Background
Van De Velde was born on April 3, 1795, near Termonde, Belgium, of a family of some social and political importance.
Van De Velde was born on April 3, 1795, near Termonde, Belgium, of a family of some social and political importance.
Schooled in the home of an aunt in Saint-Armand who sheltered a proscribed priest-tutor, the boy was later enrolled in a boarding school at Ghent. Thereafter he taught French and Flemish at Puers and at a college in Mechlin, where he also studied theology in the seminary.
Aroused by a patriotic disgust at Belgium's domination by Holland in the forced union decreed by the Congress of Vienna, Van de Velde was studying English and Italian with the object of going either to England or to Italy, when Charles Nerinckx, in quest of Belgian priests, induced him to accompany him back to America in 1817.
At Georgetown College, the young Belgian entered the Society of Jesus, and both taught in the college and followed courses in theology.
Ordained by Archbishop Ambrose Marechal on September 25, 1827, James served about four years as chaplain at the Visitation Convent and attended missions in Montgomery County, Maryland. In 1831, he was ordered to St. Louis University, where he became vice-president (1833) and president (1840 - 43).
Four years after taking his solemn vows, he represented the vice-province of Missouri in the congregation of procurators of the Society assembled at Rome (1841) and came to know Pope Gregory XVI. As vice-provincial of Missouri (1843 - 48), he erected several churches, fostered the Jesuit missions of the far West, built an enlarged novitiate for the growing Society, and represented the province at the Sixth Council of Baltimore (1846).

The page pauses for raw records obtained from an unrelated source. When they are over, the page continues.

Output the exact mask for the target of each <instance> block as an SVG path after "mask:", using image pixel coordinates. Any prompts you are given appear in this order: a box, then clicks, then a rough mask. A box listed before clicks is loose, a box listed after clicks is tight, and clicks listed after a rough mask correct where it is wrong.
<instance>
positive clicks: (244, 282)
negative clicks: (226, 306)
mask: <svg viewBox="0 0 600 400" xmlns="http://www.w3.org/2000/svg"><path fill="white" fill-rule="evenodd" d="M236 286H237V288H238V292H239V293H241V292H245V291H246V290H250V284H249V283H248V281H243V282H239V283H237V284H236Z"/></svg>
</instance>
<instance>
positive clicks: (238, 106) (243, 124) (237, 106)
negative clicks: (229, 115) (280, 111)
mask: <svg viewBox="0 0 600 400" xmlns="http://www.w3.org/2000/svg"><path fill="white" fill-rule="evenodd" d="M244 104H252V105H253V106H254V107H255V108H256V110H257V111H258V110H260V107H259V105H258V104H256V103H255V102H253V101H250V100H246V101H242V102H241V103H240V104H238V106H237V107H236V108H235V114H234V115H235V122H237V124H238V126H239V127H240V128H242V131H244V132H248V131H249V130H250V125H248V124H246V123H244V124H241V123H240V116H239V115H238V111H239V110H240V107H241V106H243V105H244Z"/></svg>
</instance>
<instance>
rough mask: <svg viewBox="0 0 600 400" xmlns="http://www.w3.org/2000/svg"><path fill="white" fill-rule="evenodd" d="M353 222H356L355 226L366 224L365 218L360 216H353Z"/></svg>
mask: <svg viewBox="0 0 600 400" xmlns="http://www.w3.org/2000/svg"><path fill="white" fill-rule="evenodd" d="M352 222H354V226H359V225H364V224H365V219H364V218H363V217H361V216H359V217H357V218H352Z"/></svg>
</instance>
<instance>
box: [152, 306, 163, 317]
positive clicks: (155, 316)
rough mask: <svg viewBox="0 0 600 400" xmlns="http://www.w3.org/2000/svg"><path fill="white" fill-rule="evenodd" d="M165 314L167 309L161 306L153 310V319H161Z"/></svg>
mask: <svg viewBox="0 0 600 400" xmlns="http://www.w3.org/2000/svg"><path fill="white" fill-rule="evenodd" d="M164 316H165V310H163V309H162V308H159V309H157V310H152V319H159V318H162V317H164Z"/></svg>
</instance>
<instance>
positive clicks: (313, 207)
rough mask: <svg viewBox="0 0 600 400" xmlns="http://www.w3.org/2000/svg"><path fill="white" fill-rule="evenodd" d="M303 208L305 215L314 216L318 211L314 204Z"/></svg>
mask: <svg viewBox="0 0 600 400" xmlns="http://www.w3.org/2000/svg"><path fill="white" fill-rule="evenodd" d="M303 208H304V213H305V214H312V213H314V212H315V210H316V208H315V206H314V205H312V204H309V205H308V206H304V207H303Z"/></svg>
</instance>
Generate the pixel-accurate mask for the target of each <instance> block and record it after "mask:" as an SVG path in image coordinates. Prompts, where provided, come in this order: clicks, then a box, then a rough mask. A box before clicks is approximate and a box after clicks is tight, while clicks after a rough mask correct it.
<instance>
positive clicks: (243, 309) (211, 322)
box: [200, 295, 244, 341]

In 1848, when he was procurator and socius to the vice-provincial, he was named a successor to Bishop William Quarter of Chicago, with the command to accept the undesired honor. Consecrated by Archbishop Peter Richard Kenrick at St. Louis, Van de Velde undertook the burden, which was aggravated by the apparent hostility of some Irish priests who wanted neither a Jesuit nor a Belgian ordinary, regardless of his decided merits and recognized the character as a scholar and self-sacrificing priest.
At Chicago, his tenure was brief and unhappy, yet he succeeded in reviving religion in the old French settlements as an Irishman could not have done, dedicated several churches, and began seventy, several of which were for the recent German immigrants. His first petition to resign and return to his Society was refused by Rome. In 1852, the Council of Baltimore urged him to retain his see and honored him as its emissary to Rome with the decrees of the Council.
Apparently, Rome heard his plea, on July 29, 1853, he was transferred to the quiet diocese of Natchez, although for a time he carried the burden of the dioceses of Chicago and Quincy in addition to his own charge.
Van De Velde died suddenly of yellow fever, which he incurred in attending the stricken.